With the passing of United States Supreme Court Justice Ruth Bader Ginsburg this weekend, the Court is currently dominating the news and is therefore on the minds of many of us.  Will Justice Ginsburg’s place on the bench be filled before the results of the Presidential election are known?  Only time will tell, but recent events have gotten me thinking about the important decisions that the Supreme Court has made that affect the area of estate planning.  While there are many, this article will focus on only a few.

In an October 2010 Marquette University Law School Faculty Blog post, J. Gordon Hylton opined that the most important decision the Supreme Court made affecting the law of trusts and estates was decided back in 1875.[1]  In the Nichols v. Eaton, 91 U.S. 716 (1875), case, the Court was asked to rule on the legitimacy of a spendthrift clause in a trust.  Under a spendthrift clause, the beneficiary of a trust is restricted from alienating his or her interest, either voluntarily or involuntarily.  In other words, it protects one’s beneficiaries from the claims of their creditors.  The Trust in question provided a lifetime interest for the beneficiaries but also provided limitations on the ability of creditors to reach the life interests.  The Court refused to invalidate the spendthrift provisions, paving the way for spendthrift trusts to become commonly used.

The Supreme Court’s decision in United States v. Windsor, 570 U.S. 744 (2013), radically changed estate planning for same-sex married couples.  With marriage comes certain tax privileges.  The unlimited marital deduction allows spouses to transfer as much as they want to each other, either during life or at death, without having to pay federal estate and gift taxes.  Until the Windsor decision, same-sex married couples did not get the benefit of the marital deduction.  By striking down the definition of marriage contained in the Defense of Marriage Act as between one man and one woman, the Court made many laws and regulations applicable to same-sex married couples.  Those laws and regulations having to do with estate planning include but are not limited to, portability (the ability of a surviving spouse to use the deceased spouse’s unused estate tax exemption), gift-splitting (doubling the amount you can give to each recipient annually without having to pay gift tax), the right to be the sole primary beneficiary on a company retirement plan, and the ability to rollover a deceased spouse’s IRA into one’s own.

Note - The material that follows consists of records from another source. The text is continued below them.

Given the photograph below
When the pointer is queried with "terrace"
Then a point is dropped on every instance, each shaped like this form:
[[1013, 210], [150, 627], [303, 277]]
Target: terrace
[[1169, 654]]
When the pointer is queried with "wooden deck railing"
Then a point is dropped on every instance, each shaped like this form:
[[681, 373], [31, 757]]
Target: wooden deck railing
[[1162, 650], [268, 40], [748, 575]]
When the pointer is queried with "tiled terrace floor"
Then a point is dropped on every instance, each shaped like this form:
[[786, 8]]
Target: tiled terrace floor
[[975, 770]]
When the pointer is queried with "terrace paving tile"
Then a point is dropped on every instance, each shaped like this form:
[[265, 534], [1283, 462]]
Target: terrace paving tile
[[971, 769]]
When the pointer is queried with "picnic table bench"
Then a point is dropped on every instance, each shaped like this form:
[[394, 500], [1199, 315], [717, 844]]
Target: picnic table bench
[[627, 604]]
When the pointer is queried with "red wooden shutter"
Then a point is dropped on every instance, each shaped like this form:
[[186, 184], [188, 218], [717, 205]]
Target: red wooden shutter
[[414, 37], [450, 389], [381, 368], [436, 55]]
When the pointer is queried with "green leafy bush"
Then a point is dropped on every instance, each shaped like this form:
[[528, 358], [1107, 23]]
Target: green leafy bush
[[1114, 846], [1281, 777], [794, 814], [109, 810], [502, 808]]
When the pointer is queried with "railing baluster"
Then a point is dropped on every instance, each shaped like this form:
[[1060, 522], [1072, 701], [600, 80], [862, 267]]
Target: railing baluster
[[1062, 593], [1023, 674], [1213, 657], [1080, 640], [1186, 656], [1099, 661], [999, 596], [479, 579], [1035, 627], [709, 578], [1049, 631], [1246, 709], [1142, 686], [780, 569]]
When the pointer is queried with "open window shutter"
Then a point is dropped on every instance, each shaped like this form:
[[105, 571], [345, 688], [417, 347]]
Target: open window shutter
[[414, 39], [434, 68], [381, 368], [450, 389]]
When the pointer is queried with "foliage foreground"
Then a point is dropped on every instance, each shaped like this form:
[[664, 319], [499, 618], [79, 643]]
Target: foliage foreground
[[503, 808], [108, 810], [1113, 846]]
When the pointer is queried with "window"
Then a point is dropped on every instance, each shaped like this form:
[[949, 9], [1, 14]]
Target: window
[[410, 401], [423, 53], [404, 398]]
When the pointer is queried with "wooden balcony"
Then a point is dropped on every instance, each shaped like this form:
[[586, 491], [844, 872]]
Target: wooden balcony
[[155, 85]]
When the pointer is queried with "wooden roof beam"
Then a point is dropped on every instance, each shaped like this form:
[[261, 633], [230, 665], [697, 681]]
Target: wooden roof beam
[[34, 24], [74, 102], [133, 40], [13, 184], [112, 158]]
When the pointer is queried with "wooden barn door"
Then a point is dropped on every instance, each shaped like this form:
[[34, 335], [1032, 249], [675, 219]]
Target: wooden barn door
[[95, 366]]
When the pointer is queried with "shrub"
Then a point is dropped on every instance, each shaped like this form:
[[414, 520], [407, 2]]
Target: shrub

The Court’s 2014 decision in Clark v. Rameker, 134 S. Ct. 2242 (2014), impacted how practitioners plan for the inheritance of an IRA.  In the hands of the person who contributes to an IRA, the account is typically protected for bankruptcy purposes.  However, the Court ruled that the same does not apply to someone who inherits an IRA.  In light of this decision, many estate planners now consider using a plan involving a spendthrift trust and naming the trust as the beneficiary of an IRA instead of a person.

While we have no control over the political maneuvering that will be taking place over the next several weeks, we do have control over what we can do now to properly plan for a smooth transition of our assets to our loved ones.